That follows the parade’s inclusion of OUTVETS, a group representing gay veterans that in December was granted permission to march this year.
The annual South Boston St. Patrick’s Day parade has long been controversial for its exclusion of gay groups.
“I’m thrilled that the St. Patrick’s Day parade is inclusive this year, and the addition of Boston Pride to the list of participants reflects the values of the South Boston neighborhood,” Mayor Marty Walsh said in a statement released by Boston Pride on Friday. “With this year’s parade, Boston is putting years of controversy behind us.”
Walsh will march in Sunday’s parade — the first time in 20 years a Boston mayor will take part. The late former Mayor Thomas Menino refused to march in the parade because of its exclusion of LGBT groups.
Last year — his first year as mayor — Walsh followed Menino’s lead, refusing to march after unsuccessfully attempting to broker a deal to open up the parade.
In 1995, the U.S. Supreme Court ruled in the case Hurley v. Irish-American Gay, Lesbian & Bisexual Group that the Southie parade organizers could bar LGBT groups from marching, knocking down an earlier decision by the Massachusetts Supreme Judicial Court that led to parade organizers cancelling the 1994 iteration of the St. Pat’s parade.
Nearly 20 years after the Supreme Court decision, OUTVETS became the first LGBT group to be granted permission to march.
“We are honored to have the opportunity to march in this parade …” OUTVETS Commander Bryan Bishop said in a statement released earlier this month. “However, the scope of our mission far exceeds that of any parade. OUTVETS provides a vehicle for LGBT veterans to reconnect with others who served with honor and pride but may have been forced out for something so personal as who they loved.”
Boston Pride shared a similar sentiment in its Friday statement.

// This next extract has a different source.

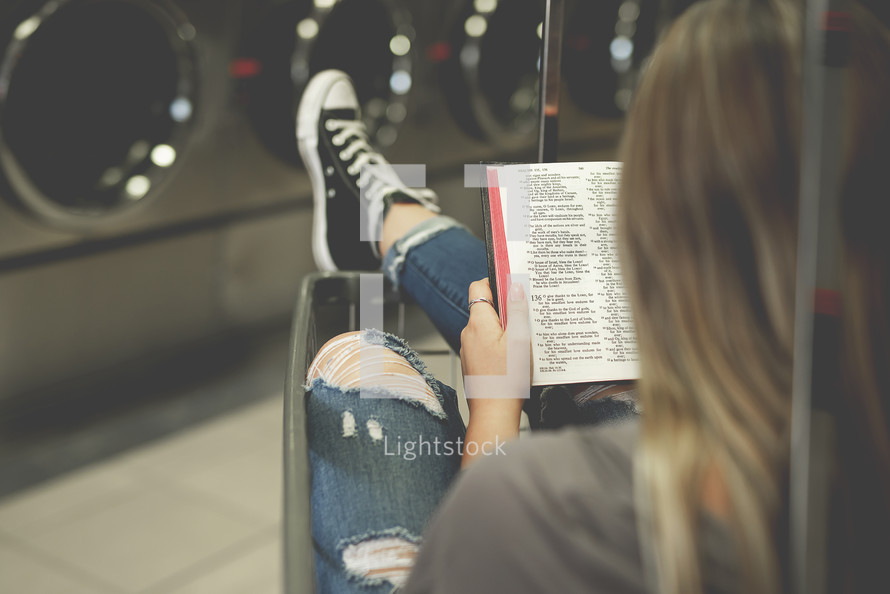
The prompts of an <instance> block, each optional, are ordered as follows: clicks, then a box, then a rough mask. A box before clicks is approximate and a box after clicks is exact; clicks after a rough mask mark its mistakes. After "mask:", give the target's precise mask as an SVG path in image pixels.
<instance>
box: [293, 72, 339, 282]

“While we recognize there is still much work to be done to protect the rights of the LGBT community both here and around the world, and to ensure everyone’s rights to express themselves and to celebrate, we are aware of how symbolically important it is for members of our community to be proudly out among their friends and neighbors as a part of this historic parade,” the group wrote.